Intel Declares War on GPUs at Disputed HPC, AI Border
November 20, 2016 Nicole Hemsoth
In Supercomputing Conference (SC) years past, chipmaker Intel has always come forth with a strong story, either as an enabling processor or co-processor force, or more recently, as a prime contractor for a leading-class national lab supercomputer.
But outside of a few announcements at this year’s SC related to beefed-up SKUs for high performance computing and Skylake plans, the real emphasis back in Portland seemed to ring far fainter for HPC and much louder for the newest server tech darlings, deep learning and machine learning. Far from the HPC crowd last week was Intel’s AI Day, an event in San Francisco chock full of announcements on both the hardware and software fronts during a week that has historically emphasized Intel’s revolving efforts in supercomputing.

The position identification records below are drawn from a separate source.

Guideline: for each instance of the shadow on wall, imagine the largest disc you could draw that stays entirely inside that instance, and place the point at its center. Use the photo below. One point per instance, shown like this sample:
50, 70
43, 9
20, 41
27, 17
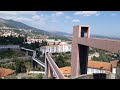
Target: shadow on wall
99, 76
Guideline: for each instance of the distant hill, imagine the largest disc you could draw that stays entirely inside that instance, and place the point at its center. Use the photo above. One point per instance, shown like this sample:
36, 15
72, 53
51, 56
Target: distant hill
61, 33
105, 37
17, 24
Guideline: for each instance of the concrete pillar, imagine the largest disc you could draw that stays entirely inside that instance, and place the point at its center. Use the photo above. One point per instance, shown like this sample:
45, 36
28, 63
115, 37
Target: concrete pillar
79, 53
26, 53
33, 64
75, 52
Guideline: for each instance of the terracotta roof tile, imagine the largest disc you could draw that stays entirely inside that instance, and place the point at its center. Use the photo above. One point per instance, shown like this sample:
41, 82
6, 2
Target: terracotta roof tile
114, 63
98, 65
66, 70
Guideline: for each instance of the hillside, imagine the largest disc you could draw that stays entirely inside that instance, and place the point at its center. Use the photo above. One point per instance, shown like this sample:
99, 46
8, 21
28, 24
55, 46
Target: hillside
27, 30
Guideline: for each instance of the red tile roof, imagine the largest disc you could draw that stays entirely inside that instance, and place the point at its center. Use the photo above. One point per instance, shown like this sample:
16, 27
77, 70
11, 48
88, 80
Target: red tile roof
66, 70
114, 63
5, 72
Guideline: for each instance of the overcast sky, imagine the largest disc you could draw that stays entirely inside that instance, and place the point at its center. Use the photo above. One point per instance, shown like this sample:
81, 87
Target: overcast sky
101, 22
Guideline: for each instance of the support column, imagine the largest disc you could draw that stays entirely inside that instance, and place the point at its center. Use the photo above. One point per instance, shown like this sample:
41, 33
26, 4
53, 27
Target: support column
79, 53
33, 64
26, 53
75, 70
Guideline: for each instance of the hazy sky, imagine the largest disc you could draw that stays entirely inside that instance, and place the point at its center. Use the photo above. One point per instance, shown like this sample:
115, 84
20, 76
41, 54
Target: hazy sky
101, 22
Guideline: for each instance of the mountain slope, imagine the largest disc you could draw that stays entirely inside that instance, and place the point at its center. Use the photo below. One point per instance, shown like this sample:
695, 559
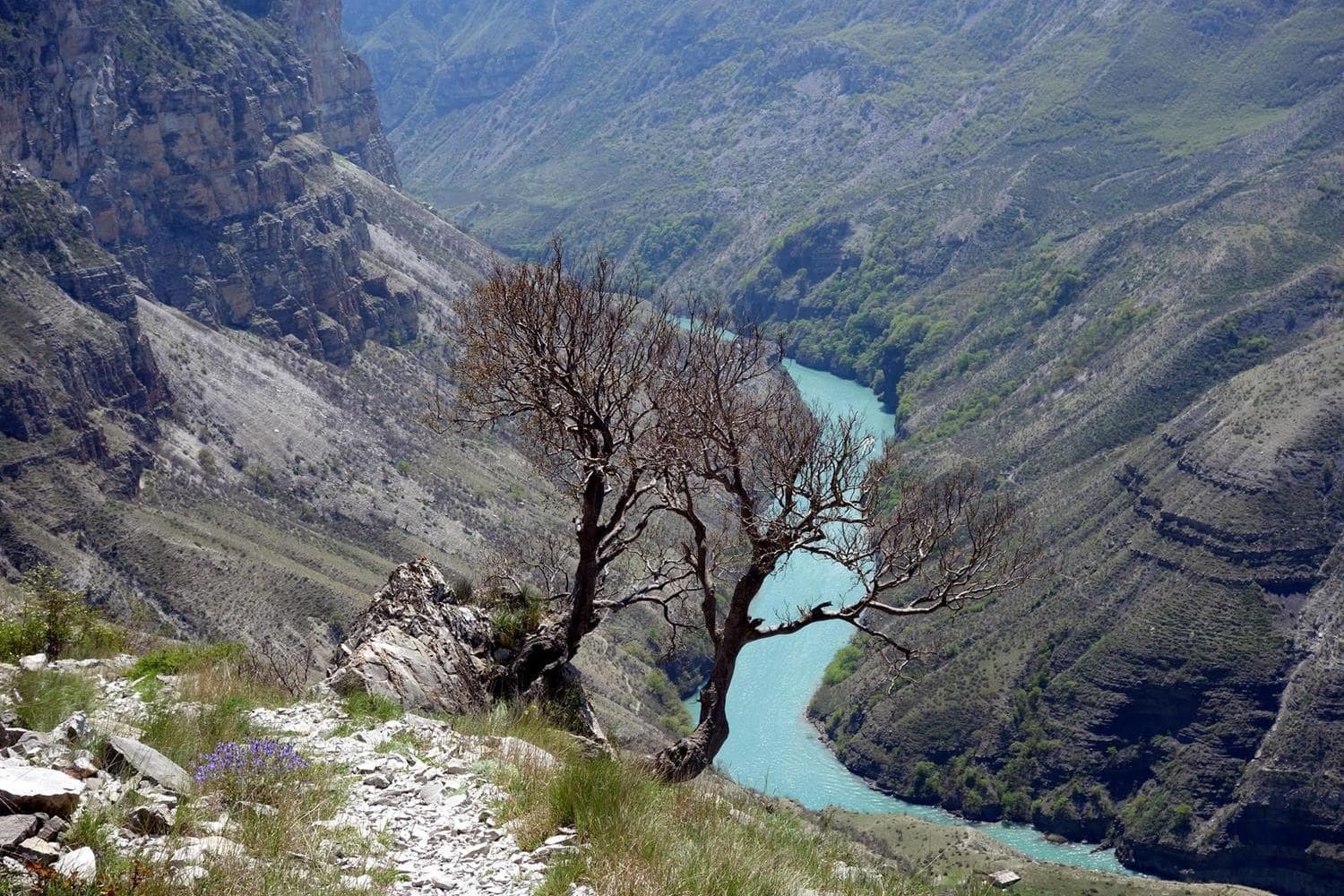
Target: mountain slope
1097, 247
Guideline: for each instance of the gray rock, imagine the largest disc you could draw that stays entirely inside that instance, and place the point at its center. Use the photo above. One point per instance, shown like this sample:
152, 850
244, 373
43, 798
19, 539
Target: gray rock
417, 646
29, 788
150, 820
15, 829
51, 828
73, 728
78, 866
37, 850
147, 762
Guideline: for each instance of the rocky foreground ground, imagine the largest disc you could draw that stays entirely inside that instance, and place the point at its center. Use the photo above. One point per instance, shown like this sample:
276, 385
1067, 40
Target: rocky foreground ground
426, 813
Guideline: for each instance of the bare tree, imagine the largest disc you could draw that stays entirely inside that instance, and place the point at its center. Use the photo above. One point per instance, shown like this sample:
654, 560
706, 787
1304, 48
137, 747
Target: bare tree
762, 477
578, 359
698, 435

As we have noted before, there is a great deal of overlap between these two segments, so it is not fair to suggest that Intel is ditching one community for the other. In fact, it is quite the opposite—or more specifically, these areas are merging to a greater degree (and far faster) than most could have anticipated. At first, and this was all just a year or so ago, deep learning communities were making HPC sexy again because model training platforms relied on GPU computing and other tricks honed by the supercomputing set. In just six months, however, that story evolved as it became clear HPC centers were thinking about ways their compute-centric simulations could get a machine learning boost, even on the same system (versus the web scale deep learning centers that require separate training and inference clusters). In short, investments in HPC are tied to AI platforms and vice versa, with just enough general purpose Xeon and specialized Knights Landing/Knights Hill thrown in to keep the CPU-only supers humming along.
On this note, just as Intel has had to go head-to-head with GPU maker, Nvidia, for HPC accelerator share with its first generation Xeon Phi product (a co-processor, which has given way to the self-hosted/non-offload Knights Landing appearing on its first wave of supercomputers this year), a new war with the same enemy is brewing. This is for machine learning share, an area where Nvidia’s GPUs dominate for the training portion of the growing workload set. While Intel has often proclaimed that they “power 97 percent of the datacenter servers running AI workloads” we have to take issue with that statement—not because it isn’t true, but because that means a CPU is always part of the mix in all of these workloads (training and inference alike) and given the lack of diversity in the CPU ecosystem, it’s natural that 97 percent is X86 from Intel. However, for training, the GPU is the real workhorse. And breaking out that percentage of value for that specific workload is more important, albeit a more difficult analysis.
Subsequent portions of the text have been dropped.